One-Shot Neural Architecture Search (NAS) algorithms often rely on training a super-network that is hardware agnostic for a specific task. These algorithms then extract optimal sub-networks from the trained super-network for different hardware platforms. However, training super-networks from scratch can be very time consuming and computationally intensive, especially for large models that require a two-stage training process of pre-training and fine-tuning. While state-of-the-art pre-trained models are available for a wide range of tasks, their large sizes limit their usability on various hardware platforms.
To address these issues, we propose a method called InstaTune. InstaTune leverages off-the-shelf pre-trained weights for large models and generates a super-network during the fine-tuning stage. This approach offers several advantages.
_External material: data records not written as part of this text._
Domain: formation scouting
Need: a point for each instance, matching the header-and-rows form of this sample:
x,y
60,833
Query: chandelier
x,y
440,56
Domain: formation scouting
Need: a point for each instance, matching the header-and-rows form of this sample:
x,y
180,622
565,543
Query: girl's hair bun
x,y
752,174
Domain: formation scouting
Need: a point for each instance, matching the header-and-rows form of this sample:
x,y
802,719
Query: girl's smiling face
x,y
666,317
Firstly, since the process occurs during fine-tuning, it reduces the overall time and compute resources required for NAS. Secondly, the sub-networks extracted by InstaTune are optimized specifically for the target task, unlike previous methods that optimize based on the pre-training objective. Lastly, InstaTune is easy to integrate into existing frameworks.
We employ multi-objective evolutionary search algorithms along with lightly trained predictors to discover Pareto-optimal sub-networks that outperform their respective baselines in terms of accuracy and MACs (multiply-accumulate operations). Our approach demonstrates good performance across both unimodal architectures such as ViT and BERT, as well as multi-modal architectures like BEiT-3, which are transformer-based.